Asymptomatic skull base metastases can be followed [100] and symptomatic patients treated with supportive therapy including steroids, analgesics, and bisphosphonates, as needed. Radiotherapy, alone or in combination with chemotherapy or surgery, is the most frequently used therapy (in >70%) [94]. Excellent pain relief and regression of cranial nerve dysfunction may occur and improved neurological function is seen if treatment commences early [93, 103]. SRS may be an alternative therapy, in particular for previously irradiated areas and for small metastases [94, 100, 104]. Lastly, surgery may be used in selected patients [94, 105]. Chemotherapy and endocrine therapies may be an option for patients with chemoresponsive disease [94].

Dural metastases are localized to dural and surrounding space (epidural and subdural) [106] and are most frequently associated with breast, prostate, lung, head and neck, and hematologic malignancies. Overall, BC is the primary cancer most often associated with dural metastases, occurring in 16.5–34% of cases [106–108]. Intracranial dural metastases occur in up to 10% of BC patients in autopsy series [106, 107]. Four mechanisms of dural seeding have been proposed: direct extension from skull metastases, hematogenous dissemination, seeding through Batson’s plexus, and spread from the lymphatic circulation [107]. Those derived from direct extension of skull metastases account for 60% and dural metastases from hematogenous spread for 36% [106, 108]. In most patients with BC and dural metastases, recurrent/progressive systemic disease (>80%) is found [106].

In a retrospective cohort of 122 patients with intracranial dural metastases, the most frequent symptoms include headache (due to increased intracranial pressure) and cranial nerve palsy (due skull base location), followed by visual disorders, alterations in mental status, and seizures [106]. Signs and symptoms are related to the location and the extent of the dural metastases. Between 11 and 20% of patients are asymptomatic and diagnosed incidentally by brain imaging [106, 107]. Non-traumatic subdural hematoma, also called “pachymeningitis interna hemorrhagica,” can be observed in 15–40% of cases and generally are asymptomatic [106–108]. Cerebral venous thromboses have been described secondary to infiltration of the cerebral venous sinuses [106]. In one study, 56% of the patients had a single dural metastasis and 25% demonstrated diffuse dural enhancement. The most common sites of dural metastases were parietal (36%) or frontal (32%). Infratentorial lesions were observed in 11%. Dural metastases can appear as a localized thickening of the dura or as nodules, usually biconvex or lenticular in shape [106, 108]. A combination of diffuse dural enhancement and dural nodules can be observed as well. Homogeneous intense post-contrast enhancement is most often seen. MRI findings include a dural tail (44%), vasogenic edema (53%), and brain invasion (34%), most commonly by direct extension from skull [106]. Skull metastases are observed in 70% of cases [106]. Other findings may include venous sinuses involvement and subdural hematoma or effusions. Meningioma is the main differential diagnosis [106, 108]. Infections or inflammatory lesions may be considered as well in appropriate context.

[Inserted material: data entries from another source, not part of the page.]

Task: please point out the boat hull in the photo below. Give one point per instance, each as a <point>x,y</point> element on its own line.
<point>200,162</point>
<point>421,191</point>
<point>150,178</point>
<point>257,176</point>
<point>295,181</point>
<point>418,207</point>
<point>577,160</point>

Treatment is not standardized. Surgery should be considered as the first option in patients with a resectable solitary lesion, controlled extracerebral disease, and acceptable surgical risk [106–108]. In the cohort of Nayak, 25% of the patients underwent surgical resection, consisting of complete resection in 63% of the cases. Focal radiotherapy, SRS/SRT, and WBRT are also options, alone or in combination with surgery. In the cohort of Nayak, 52% of patients received RT of whom 47% received WBRT and 53% focal RT or SRS. Systemic treatment may be an option in some cases as these lesions are outside the blood–brain barrier [106]. Best supportive care, including corticosteroids, may be indicated in some patients.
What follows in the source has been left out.